What I discovered is that the shame I feel is what I have told myself. It is possible that there are temptations from other sources as well, I just am not confident that I can tell what comes from my own mind and what might be coming from below. Either way, many of the things I have heard from the conversation from my head are not real.
The past is not real. I cannot touch it. The only way that it affects my now is if I remember it and believe it. I can choose to keep things from my past that work well for me. Among the best is my testimony of Jesus Christ that was fed from my study of the scriptures in seminary. This includes the many other distinct teachings of the LDS church, the benefit of the fall, the several degrees of glory, bonds of love in family made effective by sealing. All administered by the actual authority from God given to men on earth from actual, physical angelic visits to earth.
The things I can let go are those that do not work for me. Do not help me live a healthy life unfettered to do the good I feel inspired to do. I do not have to believe what I told myself as a 6 year old boy that keeps me from being open emotionally to those closest to me. I do not have to believe what I told myself as a 12 year old boy that in order to compensate for not fitting in, I can be smart. I can be any number of things that include being smart. I could go on.

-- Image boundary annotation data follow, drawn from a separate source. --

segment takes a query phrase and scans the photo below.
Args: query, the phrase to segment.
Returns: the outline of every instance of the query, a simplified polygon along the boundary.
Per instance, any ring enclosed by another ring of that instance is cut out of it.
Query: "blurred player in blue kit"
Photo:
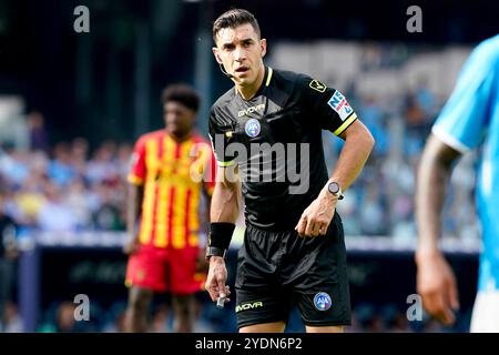
[[[438,247],[441,212],[455,162],[478,148],[476,202],[483,247],[470,331],[499,332],[499,34],[468,58],[418,171],[417,290],[426,311],[447,325],[455,323],[459,300],[456,277]]]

In my advanced course, I learned that I was working against our marriage. I had not been willing to be open with my wife. I took the courage to break through that. I said I was for a united marriage and I went ahead with plans I had not discussed with my sweet wife. I am shifting in this. I am committed to creating the marriage that the sealer created in word when we were sealed.
I am for removing the barriers between my Mormon and Landmark communities. I am not sure what will happen as they drop. I am confident that as I continue in this work, that my trusted friends and family and the whisperings of the Spirit will open my eyes to any blind spots out of sight. I have asked them to do so. I ask you to as well.